Your air multiplier bladeless fan that blasts out heat, could we have a big one that could be used instead of windmills to capture wind energy? That might be far more acceptable to the NIMBYs, and also not so dangerous to birds & bats.
12:32 AM on 06/22/2012
Sorry to say, Mr. Dyson, but they are not listening. The sun is setting on America very quickly. Let's just hope there are no monsters in the night.

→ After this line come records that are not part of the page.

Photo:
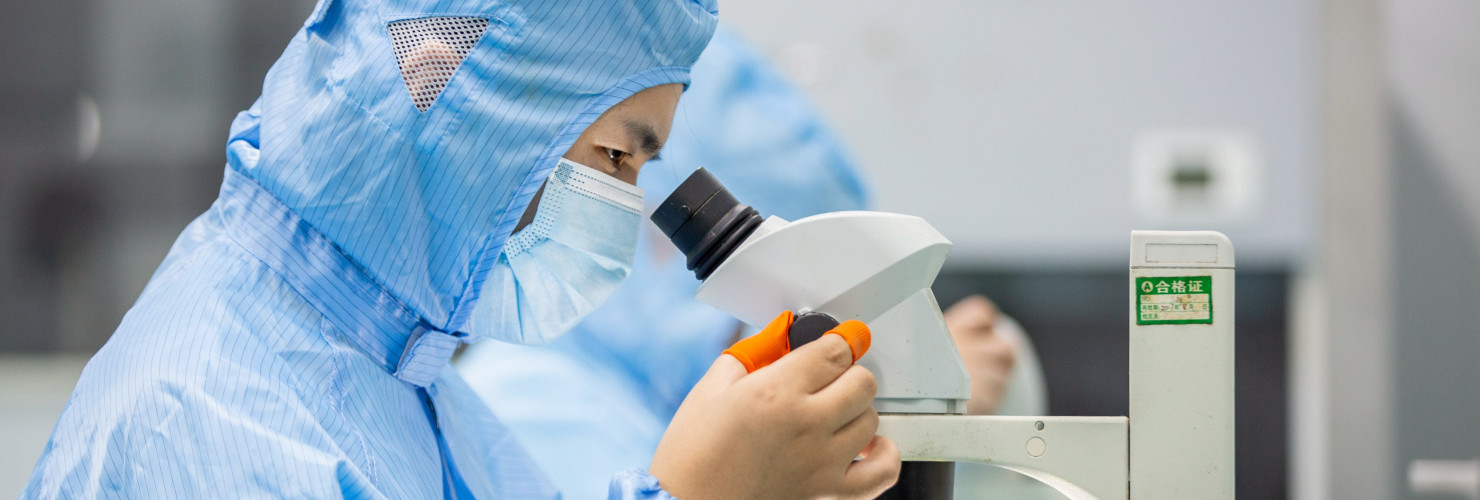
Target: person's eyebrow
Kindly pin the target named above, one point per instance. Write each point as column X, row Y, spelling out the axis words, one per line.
column 647, row 138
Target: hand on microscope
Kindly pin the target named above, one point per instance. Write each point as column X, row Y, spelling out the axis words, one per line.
column 989, row 355
column 761, row 425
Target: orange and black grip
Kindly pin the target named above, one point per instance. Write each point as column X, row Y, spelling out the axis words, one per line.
column 789, row 332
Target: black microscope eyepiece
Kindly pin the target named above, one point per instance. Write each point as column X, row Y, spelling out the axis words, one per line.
column 705, row 221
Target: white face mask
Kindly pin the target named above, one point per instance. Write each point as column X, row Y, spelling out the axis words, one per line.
column 566, row 262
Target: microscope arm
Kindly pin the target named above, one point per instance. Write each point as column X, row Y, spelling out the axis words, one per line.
column 1081, row 457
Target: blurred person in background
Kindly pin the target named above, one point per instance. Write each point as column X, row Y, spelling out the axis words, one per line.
column 603, row 395
column 416, row 176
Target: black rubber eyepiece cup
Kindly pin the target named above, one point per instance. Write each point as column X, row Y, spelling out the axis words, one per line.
column 705, row 222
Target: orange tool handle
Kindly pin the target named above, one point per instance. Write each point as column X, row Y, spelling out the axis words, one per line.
column 773, row 342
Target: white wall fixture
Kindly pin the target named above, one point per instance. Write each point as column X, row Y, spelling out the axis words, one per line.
column 1184, row 176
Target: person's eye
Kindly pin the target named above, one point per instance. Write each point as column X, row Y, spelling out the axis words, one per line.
column 616, row 157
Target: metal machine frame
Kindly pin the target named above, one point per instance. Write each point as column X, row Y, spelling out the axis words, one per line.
column 1178, row 440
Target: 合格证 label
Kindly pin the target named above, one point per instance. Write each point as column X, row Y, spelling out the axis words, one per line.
column 1174, row 301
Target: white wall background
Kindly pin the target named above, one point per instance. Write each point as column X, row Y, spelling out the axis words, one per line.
column 1010, row 125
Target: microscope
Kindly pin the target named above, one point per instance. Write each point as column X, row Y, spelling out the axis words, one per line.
column 1177, row 441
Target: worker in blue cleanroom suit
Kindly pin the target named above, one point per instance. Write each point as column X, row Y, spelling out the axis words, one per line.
column 415, row 176
column 601, row 397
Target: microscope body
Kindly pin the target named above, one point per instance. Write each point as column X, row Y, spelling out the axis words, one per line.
column 856, row 265
column 1177, row 443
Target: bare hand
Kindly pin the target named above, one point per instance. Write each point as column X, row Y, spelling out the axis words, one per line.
column 989, row 357
column 786, row 431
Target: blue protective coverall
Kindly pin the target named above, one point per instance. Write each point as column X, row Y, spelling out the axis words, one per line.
column 600, row 398
column 295, row 340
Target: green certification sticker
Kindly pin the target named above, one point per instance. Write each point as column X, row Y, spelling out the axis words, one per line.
column 1174, row 301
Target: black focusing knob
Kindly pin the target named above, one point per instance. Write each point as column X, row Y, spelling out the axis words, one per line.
column 808, row 327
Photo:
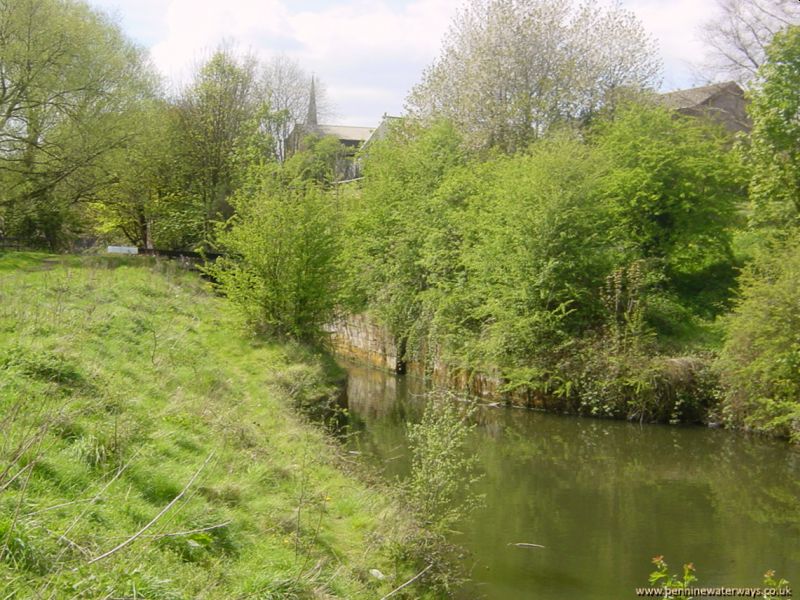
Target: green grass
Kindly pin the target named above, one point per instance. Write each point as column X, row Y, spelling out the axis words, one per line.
column 125, row 384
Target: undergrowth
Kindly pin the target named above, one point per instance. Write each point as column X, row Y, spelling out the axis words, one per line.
column 151, row 450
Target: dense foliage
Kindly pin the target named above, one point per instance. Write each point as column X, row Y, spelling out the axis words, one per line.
column 281, row 248
column 510, row 263
column 537, row 217
column 510, row 70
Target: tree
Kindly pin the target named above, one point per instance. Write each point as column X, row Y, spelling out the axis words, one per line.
column 281, row 247
column 216, row 114
column 760, row 361
column 286, row 88
column 739, row 35
column 511, row 69
column 775, row 139
column 67, row 79
column 673, row 186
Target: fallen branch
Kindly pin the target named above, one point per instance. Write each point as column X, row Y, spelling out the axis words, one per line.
column 155, row 519
column 191, row 531
column 407, row 583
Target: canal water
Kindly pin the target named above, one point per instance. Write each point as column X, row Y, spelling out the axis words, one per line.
column 602, row 497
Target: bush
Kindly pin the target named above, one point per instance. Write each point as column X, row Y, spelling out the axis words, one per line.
column 760, row 360
column 280, row 267
column 442, row 469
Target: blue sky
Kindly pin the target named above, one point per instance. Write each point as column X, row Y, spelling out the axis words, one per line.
column 369, row 53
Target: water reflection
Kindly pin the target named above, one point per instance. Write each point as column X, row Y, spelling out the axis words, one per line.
column 603, row 497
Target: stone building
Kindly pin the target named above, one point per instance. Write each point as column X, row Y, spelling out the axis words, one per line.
column 724, row 103
column 352, row 138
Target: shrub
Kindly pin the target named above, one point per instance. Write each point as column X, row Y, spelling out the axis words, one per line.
column 760, row 360
column 280, row 268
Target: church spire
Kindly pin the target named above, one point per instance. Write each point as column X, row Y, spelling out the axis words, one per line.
column 311, row 117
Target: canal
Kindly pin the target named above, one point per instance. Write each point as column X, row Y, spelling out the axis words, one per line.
column 602, row 497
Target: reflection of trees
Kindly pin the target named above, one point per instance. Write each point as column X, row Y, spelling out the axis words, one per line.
column 605, row 496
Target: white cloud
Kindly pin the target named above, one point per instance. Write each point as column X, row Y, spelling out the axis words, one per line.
column 368, row 52
column 675, row 24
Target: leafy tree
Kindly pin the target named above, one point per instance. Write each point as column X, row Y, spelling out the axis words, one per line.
column 673, row 186
column 388, row 226
column 281, row 248
column 760, row 361
column 511, row 69
column 68, row 80
column 738, row 36
column 775, row 139
column 214, row 116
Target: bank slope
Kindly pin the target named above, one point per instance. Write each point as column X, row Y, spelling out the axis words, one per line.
column 132, row 403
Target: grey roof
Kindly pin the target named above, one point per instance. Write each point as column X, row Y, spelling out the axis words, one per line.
column 346, row 132
column 682, row 99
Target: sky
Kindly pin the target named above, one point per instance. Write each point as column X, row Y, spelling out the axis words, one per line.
column 368, row 53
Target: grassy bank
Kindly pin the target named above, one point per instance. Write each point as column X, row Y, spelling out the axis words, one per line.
column 131, row 403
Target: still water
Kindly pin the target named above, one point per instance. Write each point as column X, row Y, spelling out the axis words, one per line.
column 602, row 497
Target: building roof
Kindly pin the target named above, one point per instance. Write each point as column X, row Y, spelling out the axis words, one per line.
column 693, row 97
column 346, row 132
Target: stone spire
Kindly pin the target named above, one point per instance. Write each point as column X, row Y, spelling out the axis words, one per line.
column 311, row 117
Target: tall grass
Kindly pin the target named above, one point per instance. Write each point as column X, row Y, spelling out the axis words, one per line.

Love the vacuums, by the way.

How about a filterless shop-vac?
07:32 AM on 06/22/2012
Agreed with you about the idea of learning by doing (meaning doing "practical" things) and also with the idea of learning from failure. But the point is how do we change schools? How do we know a child knows enough so he or she can fully understand what she reads, for example? School system should be completely changed, and well that would be take years and years.
And it is not only in Usa where confidence in public school system is failing, it is in many places round the world. But I think there is also something behind the idea that public schools are bad.
05:28 PM on 06/22/2012
A lot of that responsibility rests with the parents. I keep saying that schools are the child's last hope if something goes wrong at home. But they are only a hope and last ditch effort. They can not make up for when things go really wrong. Good teachers can sometimes salvage bad lives and elevate mediocre ones somewhat. They can not pass excellent habits on to every child. Only the parents can do it... some parents can do it. Mostly the ones that have inherited these skills from their own parents.

Having said that, we have actively destroyed the US school system with politicking. Educators know how to educate properly. There is 150 years of theory and well tested practice available to them. But if we don't let them, and we don't, then they are not to be made responsible for the mess that local and government politics has made out of the US school system.